Já o Brasil alcançou R$ 1,277 trilhão em 2024, um aumento de 9,98% em relação ao ano anterior. Isso representa 10,8% do Produto Interno Bruto (PIB) do País. Nacionalmente, a maior parte do faturamento, 72%, ou R$ 918 bilhões, foi proveniente do mercado interno; e 28% do comércio exterior (US$ 66,3 bilhões). Já as vendas em 2024 apresentaram expansão de 6,1% e a produção, de 3,2%, alcançando 283 milhões de toneladas de alimentos.
Conforme a Abia, a indústria de alimentos investiu, em 2024, aproximadamente R$ 40 bilhões. Do total, R$ 24,9 bilhões foram direcionados para inovações e R$ 13,80 bilhões para fusões e aquisições.

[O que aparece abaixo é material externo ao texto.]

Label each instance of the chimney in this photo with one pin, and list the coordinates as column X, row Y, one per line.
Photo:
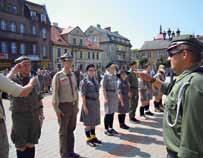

“A Abia reafirma o compromisso anunciado pela indústria de investir R$ 120 bilhões no período de 2023 a 2026. Só em 2023 e 2024, a indústria investiu R$ 74,7 bilhões, mais de 62% do projetado para o período. Com esses investimentos, o setor demonstra a força e a consistência desse movimento, essencial para garantir competitividade e abastecimento nos mercados interno e externo”, destacou o presidente executivo da entidade, João Dornellas, em nota.
BRASIL NO MERCADO MUNDIAL
Desde o ano de 2022, o País ocupa a posição de líder mundial na exportação de alimentos industrializados, em volume. Apenas no ano passado, foram 80,3 milhões de toneladas, 10,4% acima do apurado em 2023. No acumulado de 2024, com essas vendas, o Brasil alcançou o patamar recorde de US$ 66,3 bilhões, valor 6,6% acima do verificado no ano anterior, de US$ 62,2 bilhões.
Os principais mercados de exportação dos produtos brasileiros em 2024 foram Ásia (38,7% das exportações, destaque para a China, com participação de 14,9%), seguida da Liga Árabe (18,9%) e da União Europeia (12,6%). Os itens que lideram a lista são carnes (US$ 26,2 bilhões); produtos do açúcar (US$ 18,9 bilhões); produtos de soja (US$ 10,7 bilhões); óleos e gorduras (US$ 2,3 bilhões); e sucos e preparações vegetais, (US$ 3,7 bilhões).